Page MenuHomePhabricator

Some error spike from db2055
Closed, DeclinedPublic

Description

I've seen some spikes in the DB errors on Kibana all related to db2055:
https://logstash.wikimedia.org/#/dashboard/elasticsearch/wfLogDBError
See attached screenshot:

Screen Shot 2016-04-21 at 10.16.30.png (746×2 px, 133 KB)

I've found quite an amount of dropped packets on the network interface. For reference similar servers have ~10-100 dropped packets.
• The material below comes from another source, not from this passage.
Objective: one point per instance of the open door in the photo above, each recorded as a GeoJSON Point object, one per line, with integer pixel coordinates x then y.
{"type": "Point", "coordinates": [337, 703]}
eth0      Link encap:Ethernet  HWaddr 40:a8:f0:35:4d:1c
          inet addr:10.192.48.7  Bcast:10.192.51.255  Mask:255.255.252.0
          inet6 addr: 2620:0:860:104:42a8:f0ff:fe35:4d1c/64 Scope:Global
          inet6 addr: fe80::42a8:f0ff:fe35:4d1c/64 Scope:Link
          UP BROADCAST RUNNING MULTICAST  MTU:1500  Metric:1
          RX packets:15868076040 errors:0 dropped:175349 overruns:0 frame:0
          TX packets:2688172933 errors:0 dropped:0 overruns:0 carrier:0
          collisions:0 txqueuelen:1000
          RX bytes:3124888269011 (2.8 TiB)  TX bytes:1069230584257 (995.7 GiB)
          Interrupt:26

From dmesg:

[Mon Apr 11 08:01:49 2016] Process accounting resumed
[Tue Apr 12 08:03:17 2016] Process accounting resumed
[Wed Apr 13 08:04:46 2016] Process accounting resumed
[Thu Apr 14 08:06:14 2016] Process accounting resumed
[Fri Apr 15 08:07:43 2016] Process accounting resumed
[Sat Apr 16 08:09:11 2016] Process accounting resumed
[Sun Apr 17 08:10:39 2016] Process accounting resumed
[Mon Apr 18 08:12:08 2016] Process accounting resumed
[Mon Apr 18 13:08:00 2016] systemd-sysv-generator[58201]: Overwriting existing symlink /run/systemd/generator.late/mysql.service with real service
[Mon Apr 18 13:08:01 2016] systemd-sysv-generator[58769]: Overwriting existing symlink /run/systemd/generator.late/mysql.service with real service
[Mon Apr 18 13:08:02 2016] systemd-sysv-generator[58853]: Overwriting existing symlink /run/systemd/generator.late/mysql.service with real service
[Mon Apr 18 13:08:02 2016] systemd-sysv-generator[58883]: Overwriting existing symlink /run/systemd/generator.late/mysql.service with real service
[Tue Apr 19 08:13:36 2016] Process accounting resumed
[Tue Apr 19 18:26:13 2016] perf interrupt took too long (76972 > 71428), lowering kernel.perf_event_max_sample_rate to 1750
[Wed Apr 20 08:15:05 2016] Process accounting resumed
[Wed Apr 20 10:32:56 2016] INFO: NMI handler (perf_event_nmi_handler) took too long to run: 1.344 msecs
[Wed Apr 20 19:43:35 2016] INFO: NMI handler (perf_event_nmi_handler) took too long to run: 1.352 msecs
[Thu Apr 21 08:16:33 2016] Process accounting resumed

I didn't see the dropped packets increase while checking the server, but we can check after the next peak (if any) to see if they increased.
Nothing on mysql error log and load of the server from grafana, although it's role is vslow hence has some long queries running from time to time.

Event Timeline

The errors should be easily explainable by cold buffers due to initial usage + vslow role. Do not get me wrong, I think it was important to report it, but unless it has a good actionable (other than warn about this happening), I would close this unless it happens again, or you specifically want to so something about it- we have other worse, more repeatable issues no one is working on. (Otherwise this will become another orphan ticket).

Reopen if it happens again/we start a more thorough investigation.